Ramen Pad See Ew


Pad See Ew is the Thai stir-fried noodle dish that doesn't get the international recognition that Pad Thai does, which is genuinely unfair because Pad See Ew is better. Where Pad Thai is sweet and tangy and complex, Pad See Ew is dark and savory and caramelized, built around the combination of wide rice noodles, dark soy sauce, egg, and Chinese broccoli cooked over the highest flame available. The char on the noodles, which the Chinese call wok hei and the Thais just call correct, is what makes it. This version uses ramen noodles instead of wide rice noodles, which produces a chewier result with a different but equally valid char situation in a hot pan.
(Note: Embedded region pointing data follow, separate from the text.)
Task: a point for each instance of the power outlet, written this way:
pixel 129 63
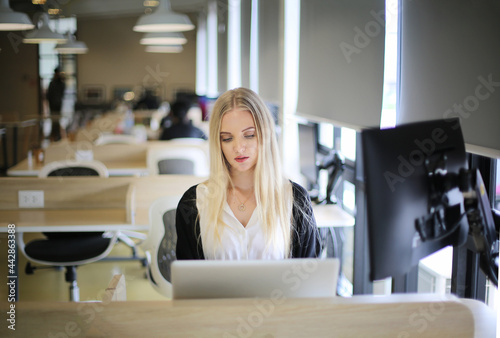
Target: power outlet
pixel 31 199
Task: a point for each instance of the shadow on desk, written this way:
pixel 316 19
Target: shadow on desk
pixel 359 316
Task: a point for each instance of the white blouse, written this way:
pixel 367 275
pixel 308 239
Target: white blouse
pixel 238 242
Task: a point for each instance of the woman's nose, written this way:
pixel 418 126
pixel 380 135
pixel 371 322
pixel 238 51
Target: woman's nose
pixel 239 145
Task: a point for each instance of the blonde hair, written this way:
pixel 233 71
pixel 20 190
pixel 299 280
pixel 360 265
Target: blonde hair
pixel 273 193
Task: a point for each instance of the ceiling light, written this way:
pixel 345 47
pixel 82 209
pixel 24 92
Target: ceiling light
pixel 43 33
pixel 13 21
pixel 71 46
pixel 163 38
pixel 164 49
pixel 163 20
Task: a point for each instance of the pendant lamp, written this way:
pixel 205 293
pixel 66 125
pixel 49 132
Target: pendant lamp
pixel 163 20
pixel 71 46
pixel 163 38
pixel 164 48
pixel 13 21
pixel 43 33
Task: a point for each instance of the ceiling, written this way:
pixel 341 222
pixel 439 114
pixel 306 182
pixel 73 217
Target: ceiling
pixel 103 8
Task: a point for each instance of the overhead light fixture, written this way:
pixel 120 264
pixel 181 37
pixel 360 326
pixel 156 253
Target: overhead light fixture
pixel 163 20
pixel 71 46
pixel 44 33
pixel 13 21
pixel 163 38
pixel 164 48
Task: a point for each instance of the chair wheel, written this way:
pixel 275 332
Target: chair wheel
pixel 29 269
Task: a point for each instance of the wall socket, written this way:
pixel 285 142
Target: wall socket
pixel 31 199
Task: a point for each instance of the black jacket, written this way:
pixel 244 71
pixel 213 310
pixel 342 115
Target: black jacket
pixel 305 239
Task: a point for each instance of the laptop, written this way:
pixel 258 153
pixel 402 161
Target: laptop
pixel 289 278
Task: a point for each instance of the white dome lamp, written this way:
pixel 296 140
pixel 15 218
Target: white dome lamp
pixel 163 20
pixel 13 21
pixel 164 48
pixel 44 33
pixel 163 38
pixel 71 46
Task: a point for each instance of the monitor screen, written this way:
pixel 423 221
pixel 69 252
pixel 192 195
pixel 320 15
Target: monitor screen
pixel 396 165
pixel 308 146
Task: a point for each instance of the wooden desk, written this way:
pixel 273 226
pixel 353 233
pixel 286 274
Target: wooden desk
pixel 359 316
pixel 88 203
pixel 115 168
pixel 120 159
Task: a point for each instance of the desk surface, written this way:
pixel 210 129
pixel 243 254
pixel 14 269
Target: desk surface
pixel 332 215
pixel 115 168
pixel 359 316
pixel 146 190
pixel 88 218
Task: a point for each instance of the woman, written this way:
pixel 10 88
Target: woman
pixel 246 209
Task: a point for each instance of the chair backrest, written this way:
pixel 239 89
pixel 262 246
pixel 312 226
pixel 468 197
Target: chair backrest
pixel 160 244
pixel 181 159
pixel 74 168
pixel 116 139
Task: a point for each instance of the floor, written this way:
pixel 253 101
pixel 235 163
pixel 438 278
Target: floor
pixel 49 284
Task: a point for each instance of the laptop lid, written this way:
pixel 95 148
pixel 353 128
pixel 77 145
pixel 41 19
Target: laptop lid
pixel 289 278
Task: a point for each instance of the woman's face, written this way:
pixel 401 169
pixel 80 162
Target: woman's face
pixel 238 139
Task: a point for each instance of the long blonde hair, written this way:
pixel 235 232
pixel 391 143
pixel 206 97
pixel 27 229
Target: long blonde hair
pixel 273 193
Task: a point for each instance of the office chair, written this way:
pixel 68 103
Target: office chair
pixel 69 249
pixel 161 242
pixel 179 158
pixel 87 168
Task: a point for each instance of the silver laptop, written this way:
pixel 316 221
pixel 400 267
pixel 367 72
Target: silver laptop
pixel 289 278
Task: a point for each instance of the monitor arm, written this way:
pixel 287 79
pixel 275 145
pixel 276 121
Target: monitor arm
pixel 483 222
pixel 334 162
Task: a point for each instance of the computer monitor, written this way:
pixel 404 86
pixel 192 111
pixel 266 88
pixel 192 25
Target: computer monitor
pixel 410 215
pixel 308 150
pixel 286 278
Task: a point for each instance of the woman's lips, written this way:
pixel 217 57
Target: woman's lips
pixel 240 159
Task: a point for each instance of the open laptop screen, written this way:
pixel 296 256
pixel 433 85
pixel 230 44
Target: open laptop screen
pixel 289 278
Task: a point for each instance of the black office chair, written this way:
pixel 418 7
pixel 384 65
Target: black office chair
pixel 69 249
pixel 160 245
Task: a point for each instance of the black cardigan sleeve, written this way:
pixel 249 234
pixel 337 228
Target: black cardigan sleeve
pixel 305 237
pixel 187 226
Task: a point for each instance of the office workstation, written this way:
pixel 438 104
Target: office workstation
pixel 341 86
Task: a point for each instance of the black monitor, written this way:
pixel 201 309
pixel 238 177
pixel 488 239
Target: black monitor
pixel 308 149
pixel 408 217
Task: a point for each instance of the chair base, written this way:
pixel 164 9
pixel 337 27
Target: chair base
pixel 69 276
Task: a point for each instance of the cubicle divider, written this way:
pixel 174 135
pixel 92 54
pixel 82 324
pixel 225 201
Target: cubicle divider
pixel 85 202
pixel 120 159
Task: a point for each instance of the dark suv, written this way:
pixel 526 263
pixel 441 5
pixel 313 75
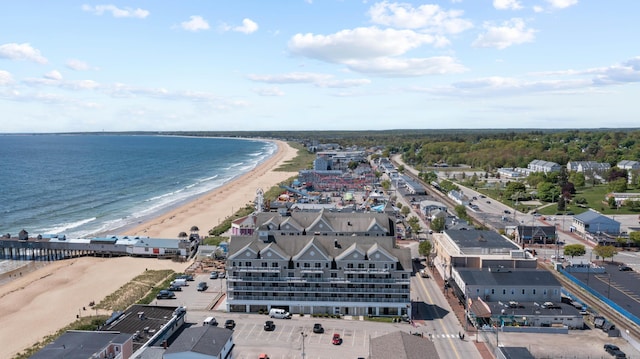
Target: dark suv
pixel 615 351
pixel 165 294
pixel 202 286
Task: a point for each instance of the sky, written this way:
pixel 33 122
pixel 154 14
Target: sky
pixel 197 65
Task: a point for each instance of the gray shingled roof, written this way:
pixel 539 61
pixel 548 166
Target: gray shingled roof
pixel 206 339
pixel 402 345
pixel 292 245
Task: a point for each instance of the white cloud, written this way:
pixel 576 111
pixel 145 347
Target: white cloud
pixel 247 27
pixel 562 4
pixel 512 32
pixel 5 78
pixel 430 18
pixel 566 81
pixel 116 11
pixel 24 51
pixel 357 44
pixel 507 4
pixel 53 75
pixel 78 65
pixel 268 91
pixel 408 67
pixel 195 24
pixel 319 80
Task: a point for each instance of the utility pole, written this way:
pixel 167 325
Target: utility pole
pixel 303 336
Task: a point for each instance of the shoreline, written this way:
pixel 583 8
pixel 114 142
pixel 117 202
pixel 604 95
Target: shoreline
pixel 210 209
pixel 64 287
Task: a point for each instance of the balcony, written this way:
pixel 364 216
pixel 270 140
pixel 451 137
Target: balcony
pixel 299 299
pixel 372 291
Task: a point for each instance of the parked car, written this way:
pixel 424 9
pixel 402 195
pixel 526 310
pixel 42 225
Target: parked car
pixel 610 348
pixel 336 340
pixel 165 294
pixel 188 277
pixel 269 326
pixel 210 321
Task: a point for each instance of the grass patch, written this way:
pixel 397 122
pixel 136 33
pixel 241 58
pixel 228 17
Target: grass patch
pixel 303 160
pixel 144 286
pixel 82 323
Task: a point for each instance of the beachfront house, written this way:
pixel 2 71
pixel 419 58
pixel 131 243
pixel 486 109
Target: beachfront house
pixel 320 262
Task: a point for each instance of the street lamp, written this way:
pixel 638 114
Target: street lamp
pixel 303 336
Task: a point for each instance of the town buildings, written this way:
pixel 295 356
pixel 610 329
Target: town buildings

Wok hei at high flame—dark soy stains the noodle black—egg folds through the char
Let Me Tell You...
Wok hei is the smoky, slightly scorched quality that comes from cooking in a very hot wok over very high flame, and it is the reason Thai and Chinese stir-fry restaurants produce food that tastes different from the same dish made at home on a residential stove.
The flame in a restaurant wok station is enormous and the wok is thin steel that superheats in seconds, and replicating that environment at home is impossible.
What is possible is getting a cast iron skillet hot enough to produce some of what wok hei does, which is the Maillard reaction happening very fast on the surface of food that has maximum contact with maximum heat.
Don't crowd the pan.
Do cook in batches.
Do have everything ready before anything goes in.
Wet noodles steam in a hot pan rather than charring.
Dry noodles char.
This is the most important variable you can control at home.
Dark soy sauce is not regular soy sauce with extra color.
It's a different product, thicker and less salty and slightly sweet from added molasses, and it's what turns Pad See Ew its distinctive deep caramel color.
Substituting regular soy sauce makes a fine stir-fried noodle dish that is not Pad See Ew.
If you don't have dark soy sauce, the variation tip has your answer.
Buy a bottle and use it for this dish and every other dark stir-fry you make.
The egg goes in after the noodles have taken some char, cracked directly into the pan and scrambled quickly before being folded through the noodles.
The goal is ribbons of egg throughout the noodles rather than distinct scrambled pieces, which means you break the egg, push the noodles aside immediately, scramble very briefly, and then fold everything together before the egg sets fully.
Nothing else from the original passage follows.